Okay, let’s start with the installation. I am using YUM to install the package. I am doing this test on Open Source PostgreSQL 12.6.7

[root@canttowin ~]# yum install pg_cron_12.x86_64
Loaded plugins: langpacks, ulninfo

Resolving Dependencies
--> Running transaction check
---> Package pg_cron_12.x86_64 0:1.3.1-1.rhel7 will be installed
--> Finished Dependency Resolution

Dependencies Resolved

=============================================================================================================================================================
 Package                               Arch                              Version                                     Repository                         Size
=============================================================================================================================================================
Installing:
 pg_cron_12                            x86_64                            1.3.1-1.rhel7                               pgdg12                             90 k

Transaction Summary
=============================================================================================================================================================
Install  1 Package

Total download size: 90 k
Installed size: 178 k
Is this ok [y/d/N]: y
Downloading packages:
pg_cron_12-1.3.1-1.rhel7.x86_64.rpm                                                                                                   |  90 kB  00:00:02
Running transaction check
Running transaction test
Transaction test succeeded
Running transaction
  Installing : pg_cron_12-1.3.1-1.rhel7.x86_64                                                                                                           1/1
  Verifying  : pg_cron_12-1.3.1-1.rhel7.x86_64                                                                                                           1/1

Installed:
  pg_cron_12.x86_64 0:1.3.1-1.rhel7

Complete!
You have new mail in /var/spool/mail/root
[root@canttowin ~]#

Next, I will be modifying the parameter ‘shared_preload_libraries‘ within postgresql.conf parameter file which is to specifies one or more shared libraries to be preloaded at server start.
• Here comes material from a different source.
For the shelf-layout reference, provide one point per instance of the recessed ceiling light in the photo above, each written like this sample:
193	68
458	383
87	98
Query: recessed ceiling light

Will do a database reboot after that to make changes persistent.

[postgres@canttowin data]$
[postgres@canttowin data]$ more postgresql.conf |grep shared
#shared_preload_libraries = ''  # (change requires restart)


[postgres@canttowin data]$
[postgres@canttowin data]$ more postgresql.conf |grep shared
shared_preload_libraries = 'pg_cron'    # (change requires restart)


[postgres@canttowin bin]$
[postgres@canttowin bin]$ ./pg_ctl -D /var/lib/pgsql/12/data/ stop
waiting for server to shut down.... done
server stopped
[postgres@canttowin bin]$ ./pg_ctl -D /var/lib/pgsql/12/data/ start
waiting for server to start....2021-07-24 11:14:00.948 EDT [14074] LOG:  starting PostgreSQL 12.6 on x86_64-pc-linux-gnu, compiled by gcc (GCC) 4.8.5 20150623 (Red Hat 4.8.5-44), 64-bit
2021-07-24 11:14:00.948 EDT [14074] LOG:  listening on IPv4 address "0.0.0.0", port 5432
2021-07-24 11:14:00.948 EDT [14074] LOG:  listening on IPv6 address "::", port 5432
2021-07-24 11:14:00.966 EDT [14074] LOG:  listening on Unix socket "/var/run/postgresql/.s.PGSQL.5432"
2021-07-24 11:14:00.982 EDT [14074] LOG:  listening on Unix socket "/tmp/.s.PGSQL.5432"
2021-07-24 11:14:01.020 EDT [14074] LOG:  redirecting log output to logging collector process
2021-07-24 11:14:01.020 EDT [14074] HINT:  Future log output will appear in directory "log".
 done
server started
[postgres@canttowin bin]$

Next, if you want to use any specific database to create the extension, you have to an additional entry to configuration file with cron.database_name= ‘name of the database’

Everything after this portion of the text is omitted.